Политические работы 1895–1919
Шрифт:
Пусть останется вопросом, какую роль будут играть в грядущем чувства живой привязанности к династии. Мы оставались ей верными в силу исторических воспоминаний, а в Бадене — еще и из–за популярности и корректности тамошней династии. Однако же сегодня имеют вес лишь политические соображения. Интересы и задачи нации для нас неизмеримо выше остальных чувств, а также выше всех вопросов политической формы. Но формулировка последних тоже является для нас, в первую очередь, рациональной государственно–технической проблемой, а не делом чувства.
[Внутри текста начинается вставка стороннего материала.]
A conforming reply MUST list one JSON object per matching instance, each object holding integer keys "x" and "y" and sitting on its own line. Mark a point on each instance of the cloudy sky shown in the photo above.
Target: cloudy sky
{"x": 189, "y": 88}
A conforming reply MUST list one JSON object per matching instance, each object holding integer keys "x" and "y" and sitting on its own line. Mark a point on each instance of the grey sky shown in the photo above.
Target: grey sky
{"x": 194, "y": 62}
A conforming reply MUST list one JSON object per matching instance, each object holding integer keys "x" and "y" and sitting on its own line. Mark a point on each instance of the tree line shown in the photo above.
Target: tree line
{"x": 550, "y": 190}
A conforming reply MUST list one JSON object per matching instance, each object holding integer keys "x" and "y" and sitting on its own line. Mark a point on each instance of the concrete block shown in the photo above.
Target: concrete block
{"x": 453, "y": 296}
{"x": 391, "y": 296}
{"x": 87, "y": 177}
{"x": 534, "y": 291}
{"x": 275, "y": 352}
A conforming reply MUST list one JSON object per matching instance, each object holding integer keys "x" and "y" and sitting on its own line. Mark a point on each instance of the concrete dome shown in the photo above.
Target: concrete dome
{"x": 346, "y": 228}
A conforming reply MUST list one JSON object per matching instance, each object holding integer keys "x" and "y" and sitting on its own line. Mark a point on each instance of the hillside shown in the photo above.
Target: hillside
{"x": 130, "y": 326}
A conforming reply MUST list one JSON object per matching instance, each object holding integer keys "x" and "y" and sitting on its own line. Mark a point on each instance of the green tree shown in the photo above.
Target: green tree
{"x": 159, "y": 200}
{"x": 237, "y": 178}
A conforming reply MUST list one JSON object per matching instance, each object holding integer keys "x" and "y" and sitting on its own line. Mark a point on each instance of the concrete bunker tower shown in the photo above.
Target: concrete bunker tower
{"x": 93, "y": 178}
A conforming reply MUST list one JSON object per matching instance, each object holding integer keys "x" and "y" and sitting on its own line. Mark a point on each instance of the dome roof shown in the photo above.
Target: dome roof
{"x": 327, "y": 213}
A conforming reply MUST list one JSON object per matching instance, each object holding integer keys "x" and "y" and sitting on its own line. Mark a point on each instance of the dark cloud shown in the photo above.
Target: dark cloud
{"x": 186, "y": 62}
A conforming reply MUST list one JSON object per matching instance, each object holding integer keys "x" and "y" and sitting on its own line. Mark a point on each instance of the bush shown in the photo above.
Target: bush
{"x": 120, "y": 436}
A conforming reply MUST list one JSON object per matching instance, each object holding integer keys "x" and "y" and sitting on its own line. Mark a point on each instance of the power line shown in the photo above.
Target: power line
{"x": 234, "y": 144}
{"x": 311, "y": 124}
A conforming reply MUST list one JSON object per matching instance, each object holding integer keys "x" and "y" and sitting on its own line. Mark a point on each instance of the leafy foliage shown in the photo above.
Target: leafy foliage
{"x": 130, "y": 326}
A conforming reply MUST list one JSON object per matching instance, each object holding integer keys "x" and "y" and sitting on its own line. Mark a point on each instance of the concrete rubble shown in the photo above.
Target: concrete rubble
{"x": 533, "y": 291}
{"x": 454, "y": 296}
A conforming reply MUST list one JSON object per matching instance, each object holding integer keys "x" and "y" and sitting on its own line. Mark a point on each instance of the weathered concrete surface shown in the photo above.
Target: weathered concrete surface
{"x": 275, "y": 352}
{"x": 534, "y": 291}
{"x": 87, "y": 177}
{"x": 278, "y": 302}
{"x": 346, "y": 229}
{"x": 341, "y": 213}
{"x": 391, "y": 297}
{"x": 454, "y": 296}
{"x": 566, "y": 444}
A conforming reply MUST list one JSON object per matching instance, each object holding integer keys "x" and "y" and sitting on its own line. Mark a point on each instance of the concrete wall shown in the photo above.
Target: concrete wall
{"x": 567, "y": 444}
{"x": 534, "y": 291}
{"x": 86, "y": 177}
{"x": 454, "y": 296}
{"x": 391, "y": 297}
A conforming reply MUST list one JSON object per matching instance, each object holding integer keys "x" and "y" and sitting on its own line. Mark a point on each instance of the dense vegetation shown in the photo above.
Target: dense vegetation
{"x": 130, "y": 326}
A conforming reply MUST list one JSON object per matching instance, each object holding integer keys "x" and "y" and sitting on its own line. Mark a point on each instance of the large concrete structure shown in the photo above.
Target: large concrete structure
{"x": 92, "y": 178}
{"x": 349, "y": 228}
Для многих из нас, в том числе и для автора этих строк, строго парламентская монархия, как прежде, представляет собой технически наиболее приспособляемую к обстоятельствам и в этом смысле сильнейшую государственную форму, без всякого ущерба для безусловно радикальной социальной демократизации, к которой мы стремимся и которой монархия не обязательно помешает. Мы выступали за явные, но умеренные неотвратимые преобразования (всякий, у кого есть глазомер, должен признать это после недавней русской революции), каковые, будучи своевременно осуществленными, могли бы сохранить династии в до основания обновленной системе. Плохие советчики монархий испортили все, да и сами монархии прореагировали враждебно. Они упорно держались за старую систему.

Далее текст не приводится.